During the First World War, despite the constraints of censorship, Kraus was able to publish 19 substantial issues of Die Fackel. His was virtually the only journal in any of the belligerent nations to adopt a critical view of the war from the start and sustain it with increasing vehemence until the bitter end. In 1911 he had been received into the Catholic Church, and his opposition to war was nourished by an underlying religiosity. Resisting the politically orchestrated euphoria that swept through Europe, he launched his antiwar campaign in November 1914 by reading in public a critique entitled “In dieser großen Zeit” (In This Age of Grandeur).4
Despite the censorship, Kraus succeeded in publishing “In dieser großen Zeit” the following month. His argument deconstructs the idea that the World War has ushered in a heroic era, as proclaimed by the propaganda apparatus set up in every belligerent country.
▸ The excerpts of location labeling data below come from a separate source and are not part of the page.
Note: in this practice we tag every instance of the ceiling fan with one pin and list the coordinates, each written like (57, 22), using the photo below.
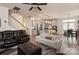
(36, 4)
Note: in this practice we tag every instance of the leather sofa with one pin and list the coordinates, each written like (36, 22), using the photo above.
(11, 38)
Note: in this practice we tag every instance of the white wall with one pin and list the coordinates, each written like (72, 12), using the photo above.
(4, 17)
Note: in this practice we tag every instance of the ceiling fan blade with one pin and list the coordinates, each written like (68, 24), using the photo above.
(31, 8)
(39, 8)
(35, 3)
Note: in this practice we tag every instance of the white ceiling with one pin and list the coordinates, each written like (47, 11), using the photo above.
(54, 10)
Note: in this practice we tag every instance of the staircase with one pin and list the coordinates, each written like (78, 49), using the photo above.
(16, 24)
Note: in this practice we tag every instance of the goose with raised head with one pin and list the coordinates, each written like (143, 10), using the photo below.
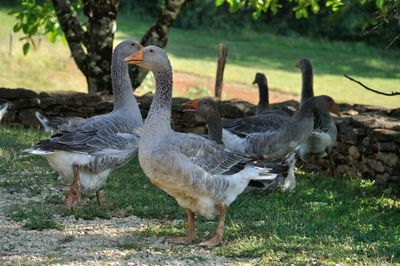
(3, 109)
(87, 153)
(279, 135)
(203, 176)
(206, 111)
(321, 141)
(263, 106)
(57, 123)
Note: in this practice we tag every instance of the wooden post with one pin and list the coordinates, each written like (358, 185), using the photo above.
(222, 53)
(10, 43)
The telegram, Kraus observes in this critique, is “an instrument of war like the grenade” (F 404, 12). In order to make the thousands of casualties acceptable, the public was saturated with poems and articles celebrating the ethical value of war and the glory of laying down your life for your country. When Kraus argued that people’s minds had been numbed by clichés, he had one slogan especially in mind: “dying a hero’s death.” Through decades of practice, he argued, “the newspaper reporter has so impoverished our imagination that it becomes possible to fight a war of annihilation against ourselves.” A more truthful use of language would reveal the “hero’s death as cruel destiny” (F 404, 9–10). During the years 1915–18 he intensified his campaign against the insanity of modern warfare, publishing incisive articles, pithy aphorisms, and plangent poems. Being exempt from army service (due to curvature of the spine), he frequently travelled from his home in Vienna to Berlin and other cities to give further readings criticizing the war. His subversive satire led him to be denounced to the authorities as a traitor.